Все мы палачи, все, думал Эзра, и я, и Гирш, и даже Шахна: обрекли отца на одиночество – разлетелись кто куда. А ведь одиночество хуже смерти. Одиночество – это ее бессонница.
С отца мысли Эзры перекинулись на Гирша.
Ну чего, спрашивается, полез на рожон?
Бог вложил тебе в руки шило – так шей, тачай, не суйся не в свое дело, стисни зубы, если обидели, не смей проливать чужую кровь. Чепуху несет аптекарь Крапивников. Никакой день не станет вчерашним, если он залит кровью. Такой день всегда будет сегодняшним – и завтра, и через десять, и через сто лет.
Мысль о крови снова вызвала у Эзры приступ кашля. Юдл Крапивников придержал лошадь, чтобы седоков не так трясло, Данута очнулась от забытья, подтянула попону, привалилась к Эзре теплым здоровым телом.
– Я знаю, почему ты кашляешь. Ты думаешь не о том. Я тоже кашляю от плохих мыслей. Плохие мысли как ости.

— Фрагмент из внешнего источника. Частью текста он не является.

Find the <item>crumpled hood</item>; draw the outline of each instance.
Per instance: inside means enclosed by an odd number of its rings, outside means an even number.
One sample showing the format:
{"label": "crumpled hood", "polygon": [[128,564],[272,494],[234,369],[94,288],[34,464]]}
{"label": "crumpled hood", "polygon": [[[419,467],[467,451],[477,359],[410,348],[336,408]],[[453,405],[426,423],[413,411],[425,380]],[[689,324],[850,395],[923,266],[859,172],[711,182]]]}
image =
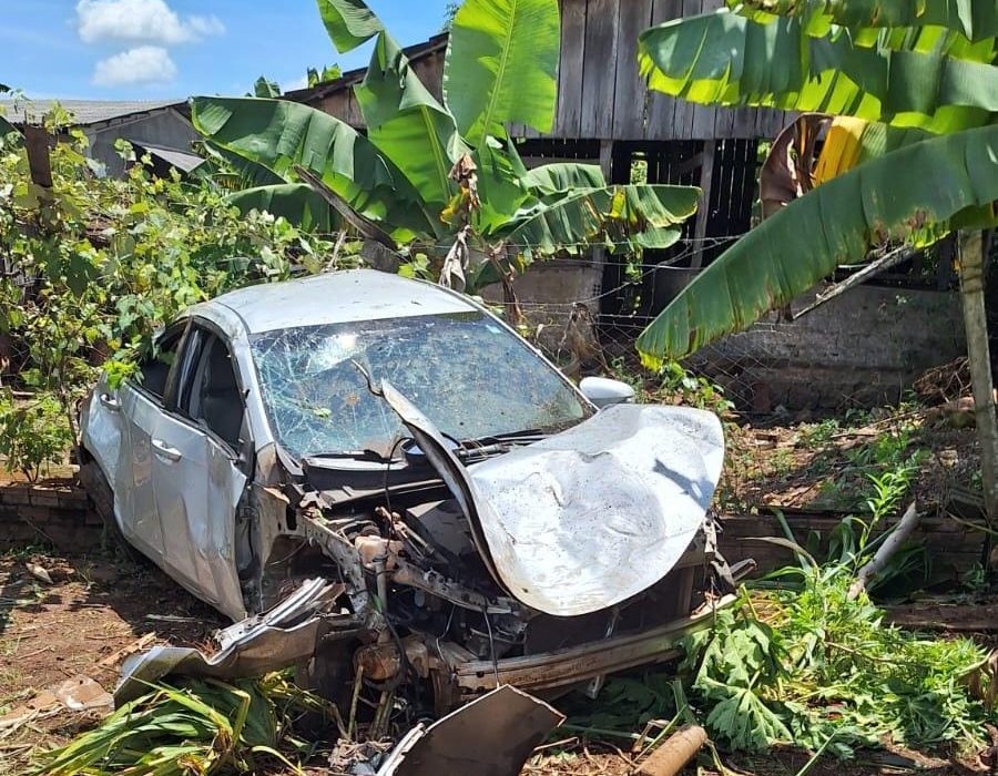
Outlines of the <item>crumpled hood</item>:
{"label": "crumpled hood", "polygon": [[381,391],[468,517],[492,576],[547,614],[607,609],[661,580],[721,477],[721,421],[703,410],[617,405],[468,469],[418,408],[387,381]]}
{"label": "crumpled hood", "polygon": [[711,412],[615,405],[470,468],[503,585],[548,614],[585,614],[650,588],[680,560],[721,477]]}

Их выдирать надо, – зачастил Крапивников. – Ты подумай о чем-нибудь другом. О хорошем… очень хорошем… Скинь свою хламиду… влезь в чужой кафтан… надень цилиндр… Представь, что ты – граф, а она – графиня, что вы не к государственному преступнику едете, а возвращаетесь из Парижа.
Кашель не унимался.
– Что с вами, граф? – поддавшись на уговоры Крапивникова, спросила Данута.
– Ничего… Ничего, – успокоил ее Эзра… – Целовал ваши ушки и нечаянно проглотил вашу серьгу!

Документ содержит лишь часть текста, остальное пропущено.